The world of big data is typified by youthful start-ups. Guavus, by comparison, is a positive greybeard.
Originally launched in 2006, the company has, until recently, been focused on the telecoms industry. By crunching large volumes of machine-generated data to flag up faults or anomalies in the network and combining this root cause analysis with customer call records, Guavus's streaming analytics technology allows the telecoms provider to identify those customers who might be affected by a fault so that they can be advised of the issues – hopefully before they have noticed that there is a problem.
Like many specialist big data software vendors, Guavus is a supporter of the open source model. The vast majority of its Reflex Operational Intelligence platform is now open source. However, as chief technologist Ben Parker told Computing, this was not always the case.
"Guavus has been around so long that there weren't a lot of open source resources around at the time we started, so in the early distributions we had a lot of wrappers and proprietary integration points and extensions," says Parker.
While some aspects of the company's software remain proprietary, Parker cites the benefits of putting the bulk of the development out to the community as reduced cost and complexity, and enabling Guavus more time and resources to focus on the applications that sit on top of the platform.
"Open source really gives us the ability to focus on the core side of the business – the data science and solving real business problems. It makes things a lot easier to deal with because as you integrate more complex systems into the platform, it tends to get 'brittle', which makes putting applications on top of it more complex, requiring more testing, and so on.
"As the capabilities of the open source community evolve, it tends to reduce the degree of brittleness so that reduces the cost of testing and the time it takes to develop applications," he says.
Recently the company decided to throw its weight behind AMPLab, a collaborative research effort at the University of California, Berkeley where open source big-data technologies, such as Spark (an in-memory alternative to MapReduce) and Shark (a datawarehouse that sits on Spark) are being developed.
Spark and Shark are making real-time processing of big data streams a more practical reality, bringing analytics to a whole new set of use cases. It is the ability to process big data streams on the fly that Parker says differentiates Guavus from others operating in a similar arena, such as Splunk.
"Splunk takes machine data and indexes it, then you can apply search strings to trawl through the data. What we do is apply algorithms in the streams in near-real time," Parker said, explaining how those algorithms enable the data streams to be pre-analysed without ever needing to be stored.
"We are able to compute first. Our collectors are quite intelligent, they discard the data that's not important so the interesting data can be sent up to the core for analysis.
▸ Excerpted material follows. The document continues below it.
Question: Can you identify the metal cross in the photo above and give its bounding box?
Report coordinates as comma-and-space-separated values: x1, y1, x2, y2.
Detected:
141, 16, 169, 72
That means these massive data streams can be economically collected and analysed so we don't have to create this huge multitude of storage.
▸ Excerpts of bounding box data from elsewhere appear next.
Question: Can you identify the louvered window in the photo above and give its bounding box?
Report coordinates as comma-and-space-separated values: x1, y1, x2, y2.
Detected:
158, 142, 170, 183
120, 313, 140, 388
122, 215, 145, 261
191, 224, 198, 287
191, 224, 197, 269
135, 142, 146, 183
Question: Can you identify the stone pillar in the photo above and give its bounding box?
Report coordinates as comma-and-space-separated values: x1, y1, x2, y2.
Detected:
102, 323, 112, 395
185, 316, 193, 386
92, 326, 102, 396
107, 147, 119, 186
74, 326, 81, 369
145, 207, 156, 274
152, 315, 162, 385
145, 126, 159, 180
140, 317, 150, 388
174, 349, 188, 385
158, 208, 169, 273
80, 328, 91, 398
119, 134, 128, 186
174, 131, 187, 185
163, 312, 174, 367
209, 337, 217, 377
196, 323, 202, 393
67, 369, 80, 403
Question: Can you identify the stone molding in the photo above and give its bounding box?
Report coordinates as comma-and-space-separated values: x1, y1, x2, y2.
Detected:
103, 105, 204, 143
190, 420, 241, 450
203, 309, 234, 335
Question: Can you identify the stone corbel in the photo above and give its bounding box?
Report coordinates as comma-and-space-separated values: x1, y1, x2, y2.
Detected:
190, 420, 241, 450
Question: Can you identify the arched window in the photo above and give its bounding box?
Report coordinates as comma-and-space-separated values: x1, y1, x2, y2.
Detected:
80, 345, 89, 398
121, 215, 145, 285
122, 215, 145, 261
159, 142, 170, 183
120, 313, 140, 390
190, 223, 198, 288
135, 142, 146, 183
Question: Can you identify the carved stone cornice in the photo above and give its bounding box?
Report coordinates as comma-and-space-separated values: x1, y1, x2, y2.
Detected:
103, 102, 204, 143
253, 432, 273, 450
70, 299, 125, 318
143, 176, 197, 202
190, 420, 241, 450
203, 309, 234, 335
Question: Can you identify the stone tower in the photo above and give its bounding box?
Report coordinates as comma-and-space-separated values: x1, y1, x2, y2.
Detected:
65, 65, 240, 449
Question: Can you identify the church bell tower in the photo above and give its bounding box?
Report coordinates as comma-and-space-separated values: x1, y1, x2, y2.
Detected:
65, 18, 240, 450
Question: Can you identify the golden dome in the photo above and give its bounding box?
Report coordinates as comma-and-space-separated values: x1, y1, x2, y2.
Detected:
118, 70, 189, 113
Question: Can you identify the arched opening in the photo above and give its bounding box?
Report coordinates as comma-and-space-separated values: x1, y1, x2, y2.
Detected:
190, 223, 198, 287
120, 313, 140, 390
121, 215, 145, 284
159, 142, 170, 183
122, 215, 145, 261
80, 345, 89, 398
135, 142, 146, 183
"We tend to focus on the high-value data, analyse that and store the output; then the business can make a decision on how long they want to store the raw components of that data, the un-analysed version."
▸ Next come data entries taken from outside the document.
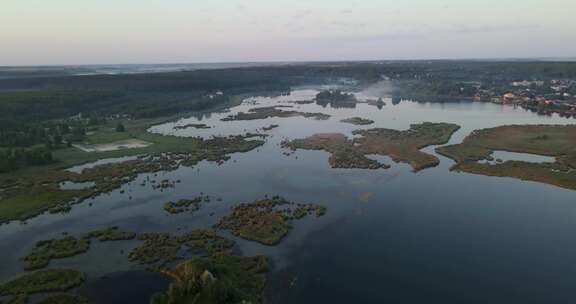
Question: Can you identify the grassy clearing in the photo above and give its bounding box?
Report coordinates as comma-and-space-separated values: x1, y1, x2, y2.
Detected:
436, 125, 576, 189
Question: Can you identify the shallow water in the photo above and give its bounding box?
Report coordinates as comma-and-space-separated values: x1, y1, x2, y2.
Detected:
0, 89, 576, 303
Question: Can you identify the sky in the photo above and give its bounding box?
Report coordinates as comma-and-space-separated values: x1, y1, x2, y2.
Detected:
0, 0, 576, 65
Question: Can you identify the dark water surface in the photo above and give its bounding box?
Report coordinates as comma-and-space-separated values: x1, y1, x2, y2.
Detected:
0, 89, 576, 303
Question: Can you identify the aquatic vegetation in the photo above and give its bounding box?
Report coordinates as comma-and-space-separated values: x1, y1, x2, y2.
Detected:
22, 236, 90, 270
164, 196, 207, 214
21, 227, 136, 270
283, 122, 460, 171
0, 294, 28, 304
150, 254, 268, 304
174, 124, 212, 130
316, 90, 358, 108
128, 229, 235, 264
262, 124, 279, 131
340, 117, 374, 126
38, 293, 88, 304
436, 125, 576, 189
217, 196, 326, 245
0, 135, 264, 223
0, 269, 84, 295
82, 227, 136, 242
221, 106, 330, 121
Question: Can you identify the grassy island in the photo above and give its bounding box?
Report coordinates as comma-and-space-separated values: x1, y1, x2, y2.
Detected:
38, 293, 88, 304
221, 106, 330, 121
315, 90, 358, 108
150, 254, 268, 304
0, 124, 264, 223
217, 197, 326, 245
174, 124, 212, 130
283, 122, 460, 171
340, 117, 374, 126
128, 229, 235, 265
22, 236, 90, 270
0, 269, 84, 296
21, 227, 136, 270
164, 196, 209, 214
436, 125, 576, 189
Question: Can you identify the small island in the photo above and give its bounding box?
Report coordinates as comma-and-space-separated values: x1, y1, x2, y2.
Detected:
283, 122, 460, 172
340, 117, 374, 126
221, 106, 330, 121
217, 196, 326, 246
436, 125, 576, 189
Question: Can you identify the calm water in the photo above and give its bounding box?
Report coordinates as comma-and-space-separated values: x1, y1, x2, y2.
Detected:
0, 89, 576, 303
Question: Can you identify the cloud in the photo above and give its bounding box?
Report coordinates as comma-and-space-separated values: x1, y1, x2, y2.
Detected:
447, 24, 541, 34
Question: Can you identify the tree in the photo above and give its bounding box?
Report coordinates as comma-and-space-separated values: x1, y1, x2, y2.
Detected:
116, 122, 126, 132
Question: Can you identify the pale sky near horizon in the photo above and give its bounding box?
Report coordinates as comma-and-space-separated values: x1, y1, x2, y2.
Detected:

Bringing together real-time analytics on streaming data and MapReduce-type batch operations on data at rest opens the door to many potential applications, Parker said.
"Real time is becoming easier to achieve, but being able to do real time and needing to do it are two very different things. What's interesting is that you can bring these things together and effectively analyse the same data in different ways at different times," Parker explained.
"You get that kind of integrated end-to-end tool set then you can build really interesting applications on top of it. That's where the real meat and potatoes are."
Guavus is now expanding from its telecoms-sector base to focus on anomaly analysis in complex data-centre operations, such as those of cloud service providers, and also use cases in the banking sector.
"We're now moving to the banking industry – you know, fraud, gaining a 360° view of the customer. The bank can identify the next best offer whenever a customer takes a product or service. This is an interesting extension of some of the things we've done in the telecoms space but applying it to a different business," Parker said.